Maneka Gandhi also prescribed a division of the week for accessing the library for male and female students separately, saying that same kind of restrictions should apply to men and women. After locking up students, the solution to “hormonal outburst” is to make these spaces male/female-exclusive. This is another “commonsensical” argument that runs right from the division of spaces in schools and homes. The idea is that relegating men and women into different corners of the room means avoiding conflict. But this ends up making both the sexes alienated from each other’s realities, one of the most common example is that men in University campuses think of sexual assault claims by women as “exaggeration”.

In totality, Maneka Gandhi’s statement prioritizes “lakshman rekhas” more than the individual choices.
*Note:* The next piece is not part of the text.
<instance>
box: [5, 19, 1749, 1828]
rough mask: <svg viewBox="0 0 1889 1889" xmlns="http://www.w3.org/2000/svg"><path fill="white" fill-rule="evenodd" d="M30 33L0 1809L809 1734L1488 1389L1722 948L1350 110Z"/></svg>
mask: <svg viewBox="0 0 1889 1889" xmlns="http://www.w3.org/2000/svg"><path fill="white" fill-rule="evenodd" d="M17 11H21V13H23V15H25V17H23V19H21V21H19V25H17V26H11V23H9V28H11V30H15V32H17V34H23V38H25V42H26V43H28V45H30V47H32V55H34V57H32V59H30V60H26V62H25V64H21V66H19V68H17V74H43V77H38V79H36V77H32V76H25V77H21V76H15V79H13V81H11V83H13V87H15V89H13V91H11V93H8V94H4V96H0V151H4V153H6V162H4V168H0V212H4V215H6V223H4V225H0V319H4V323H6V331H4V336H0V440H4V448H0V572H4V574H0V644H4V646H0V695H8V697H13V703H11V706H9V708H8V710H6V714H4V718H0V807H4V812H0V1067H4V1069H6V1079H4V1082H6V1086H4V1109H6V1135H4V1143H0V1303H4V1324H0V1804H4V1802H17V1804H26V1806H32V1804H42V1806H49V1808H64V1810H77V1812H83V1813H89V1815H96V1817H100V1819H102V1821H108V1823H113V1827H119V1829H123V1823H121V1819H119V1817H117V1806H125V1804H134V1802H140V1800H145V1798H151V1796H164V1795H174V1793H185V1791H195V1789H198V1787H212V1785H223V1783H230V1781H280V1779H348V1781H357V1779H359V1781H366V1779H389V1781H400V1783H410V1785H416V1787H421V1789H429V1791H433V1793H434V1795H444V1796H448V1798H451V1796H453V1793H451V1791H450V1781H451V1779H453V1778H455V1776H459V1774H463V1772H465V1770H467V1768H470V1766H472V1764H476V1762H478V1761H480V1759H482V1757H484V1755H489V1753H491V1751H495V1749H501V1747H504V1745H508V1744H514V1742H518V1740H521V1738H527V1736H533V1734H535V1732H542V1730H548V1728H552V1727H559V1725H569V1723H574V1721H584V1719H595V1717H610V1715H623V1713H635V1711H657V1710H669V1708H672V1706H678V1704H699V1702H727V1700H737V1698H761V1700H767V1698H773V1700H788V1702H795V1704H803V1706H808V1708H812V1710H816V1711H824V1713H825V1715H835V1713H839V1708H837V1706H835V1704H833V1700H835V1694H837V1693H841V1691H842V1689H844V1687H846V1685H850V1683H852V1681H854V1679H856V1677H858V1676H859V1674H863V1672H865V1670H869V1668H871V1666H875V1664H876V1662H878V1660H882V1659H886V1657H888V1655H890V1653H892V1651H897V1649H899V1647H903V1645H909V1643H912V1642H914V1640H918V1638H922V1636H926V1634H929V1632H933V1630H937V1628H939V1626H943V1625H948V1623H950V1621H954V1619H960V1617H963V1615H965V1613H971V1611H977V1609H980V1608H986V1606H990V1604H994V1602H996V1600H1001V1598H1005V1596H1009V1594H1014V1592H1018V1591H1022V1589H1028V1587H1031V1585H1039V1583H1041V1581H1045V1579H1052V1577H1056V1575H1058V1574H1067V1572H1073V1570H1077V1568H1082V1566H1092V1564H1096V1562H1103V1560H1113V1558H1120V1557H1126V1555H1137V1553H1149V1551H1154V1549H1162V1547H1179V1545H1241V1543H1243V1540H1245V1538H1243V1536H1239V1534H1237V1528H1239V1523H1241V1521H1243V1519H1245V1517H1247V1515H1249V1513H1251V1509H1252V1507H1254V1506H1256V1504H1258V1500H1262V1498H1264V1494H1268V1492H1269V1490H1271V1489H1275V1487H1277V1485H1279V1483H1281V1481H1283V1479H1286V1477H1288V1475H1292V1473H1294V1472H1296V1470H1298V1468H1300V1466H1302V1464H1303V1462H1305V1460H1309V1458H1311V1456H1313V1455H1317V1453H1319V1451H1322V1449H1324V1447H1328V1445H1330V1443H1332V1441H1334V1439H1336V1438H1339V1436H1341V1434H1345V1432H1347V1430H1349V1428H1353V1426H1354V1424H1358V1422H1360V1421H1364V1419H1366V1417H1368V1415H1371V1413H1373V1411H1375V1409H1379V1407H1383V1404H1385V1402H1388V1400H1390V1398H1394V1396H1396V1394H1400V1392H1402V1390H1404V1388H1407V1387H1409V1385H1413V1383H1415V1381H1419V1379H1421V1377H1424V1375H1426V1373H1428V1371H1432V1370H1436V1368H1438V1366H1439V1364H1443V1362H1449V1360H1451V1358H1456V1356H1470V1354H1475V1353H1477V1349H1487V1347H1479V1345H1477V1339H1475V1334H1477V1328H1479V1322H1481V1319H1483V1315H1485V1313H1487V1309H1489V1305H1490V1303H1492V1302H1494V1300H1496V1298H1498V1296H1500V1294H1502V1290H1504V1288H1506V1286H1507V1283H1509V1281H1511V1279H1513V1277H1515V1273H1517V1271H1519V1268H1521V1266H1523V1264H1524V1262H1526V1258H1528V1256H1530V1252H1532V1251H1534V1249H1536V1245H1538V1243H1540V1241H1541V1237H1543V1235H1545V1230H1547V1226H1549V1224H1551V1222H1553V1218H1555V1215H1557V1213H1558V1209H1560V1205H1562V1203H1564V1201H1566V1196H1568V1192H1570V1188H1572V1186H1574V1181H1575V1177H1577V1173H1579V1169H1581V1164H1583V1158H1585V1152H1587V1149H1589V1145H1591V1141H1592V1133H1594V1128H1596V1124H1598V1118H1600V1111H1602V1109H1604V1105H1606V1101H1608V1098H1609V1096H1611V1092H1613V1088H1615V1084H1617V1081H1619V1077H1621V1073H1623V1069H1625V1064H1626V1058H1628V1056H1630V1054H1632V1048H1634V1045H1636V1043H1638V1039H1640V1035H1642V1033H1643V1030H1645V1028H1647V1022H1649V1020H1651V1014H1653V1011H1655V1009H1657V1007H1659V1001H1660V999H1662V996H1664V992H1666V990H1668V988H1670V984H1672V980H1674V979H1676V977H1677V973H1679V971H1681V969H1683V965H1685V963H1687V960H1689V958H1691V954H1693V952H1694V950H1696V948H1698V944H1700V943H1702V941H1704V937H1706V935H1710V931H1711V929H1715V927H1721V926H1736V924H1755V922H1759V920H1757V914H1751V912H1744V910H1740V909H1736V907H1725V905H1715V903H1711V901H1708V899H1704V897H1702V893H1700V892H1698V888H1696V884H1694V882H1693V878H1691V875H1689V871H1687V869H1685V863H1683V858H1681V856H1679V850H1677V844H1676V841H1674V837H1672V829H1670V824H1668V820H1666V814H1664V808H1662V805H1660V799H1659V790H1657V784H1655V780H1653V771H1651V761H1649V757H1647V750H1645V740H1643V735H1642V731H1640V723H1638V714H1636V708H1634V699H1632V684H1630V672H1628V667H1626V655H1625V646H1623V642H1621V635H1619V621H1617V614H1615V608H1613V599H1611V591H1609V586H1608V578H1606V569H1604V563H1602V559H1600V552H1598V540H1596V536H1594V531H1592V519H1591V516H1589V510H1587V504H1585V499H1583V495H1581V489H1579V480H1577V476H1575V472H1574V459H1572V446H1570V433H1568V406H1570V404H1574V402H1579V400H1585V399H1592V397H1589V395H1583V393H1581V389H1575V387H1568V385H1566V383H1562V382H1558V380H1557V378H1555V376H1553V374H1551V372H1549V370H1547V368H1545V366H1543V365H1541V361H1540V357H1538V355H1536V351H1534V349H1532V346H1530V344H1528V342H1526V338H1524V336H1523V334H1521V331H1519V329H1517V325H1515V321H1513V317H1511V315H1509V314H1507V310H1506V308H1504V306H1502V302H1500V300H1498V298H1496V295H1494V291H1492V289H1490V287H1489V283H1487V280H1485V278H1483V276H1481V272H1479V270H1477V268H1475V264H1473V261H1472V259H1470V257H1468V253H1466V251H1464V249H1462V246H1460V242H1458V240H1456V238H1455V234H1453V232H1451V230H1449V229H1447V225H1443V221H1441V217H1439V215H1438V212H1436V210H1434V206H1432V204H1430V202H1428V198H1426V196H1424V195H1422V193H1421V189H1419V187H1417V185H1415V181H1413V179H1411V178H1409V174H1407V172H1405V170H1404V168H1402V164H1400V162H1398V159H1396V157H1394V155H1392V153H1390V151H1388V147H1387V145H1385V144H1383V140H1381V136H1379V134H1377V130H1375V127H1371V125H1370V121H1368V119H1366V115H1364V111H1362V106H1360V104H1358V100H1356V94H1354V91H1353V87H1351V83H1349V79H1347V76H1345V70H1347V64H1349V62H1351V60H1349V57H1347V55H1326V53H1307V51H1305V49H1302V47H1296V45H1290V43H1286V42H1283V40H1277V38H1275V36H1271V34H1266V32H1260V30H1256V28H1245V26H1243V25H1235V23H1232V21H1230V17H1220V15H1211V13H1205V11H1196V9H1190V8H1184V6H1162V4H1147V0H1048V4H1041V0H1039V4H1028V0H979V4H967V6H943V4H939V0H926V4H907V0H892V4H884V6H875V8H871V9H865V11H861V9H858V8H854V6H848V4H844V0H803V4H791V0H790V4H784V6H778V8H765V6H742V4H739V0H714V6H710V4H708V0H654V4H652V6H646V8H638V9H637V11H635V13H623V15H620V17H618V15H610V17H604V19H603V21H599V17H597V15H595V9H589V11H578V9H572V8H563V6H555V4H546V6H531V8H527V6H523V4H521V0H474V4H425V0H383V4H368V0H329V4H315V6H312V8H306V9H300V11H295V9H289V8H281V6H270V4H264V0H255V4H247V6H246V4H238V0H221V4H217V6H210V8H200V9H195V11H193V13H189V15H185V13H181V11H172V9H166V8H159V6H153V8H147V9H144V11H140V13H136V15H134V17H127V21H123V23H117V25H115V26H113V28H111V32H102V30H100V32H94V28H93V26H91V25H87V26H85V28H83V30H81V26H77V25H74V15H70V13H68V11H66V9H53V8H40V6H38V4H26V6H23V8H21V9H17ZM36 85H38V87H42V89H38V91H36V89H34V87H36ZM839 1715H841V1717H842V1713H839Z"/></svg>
University spaces, that are supposed to be a safe, diverse melting pots, a ground of experimentation and questioning, never seems to escape the hangover of prejudices of caste, class and gendered arrangements that students are brought up in. The idea of fighting against the unequal norms for men and women is to make public and private spaces more inclusive, rather than further distancing the groups. Hence, the problem of being protected “against oneself” translates into the problem of crossing certain boundaries laid down accounting for the person’s gender, caste and class. Pinjra Tod campaign in Delhi University focuses on these problems and therefore, pays attention to how these rules sanction discriminatory attitudes. The rules, which are often spoken with moralistic undertones, need to be re-examined in terms of their intent and impact. To answer the quotient of “Safety issues”, one has to change the reality of public spaces and its occupation (by women) rather than restricting access to one group or the other.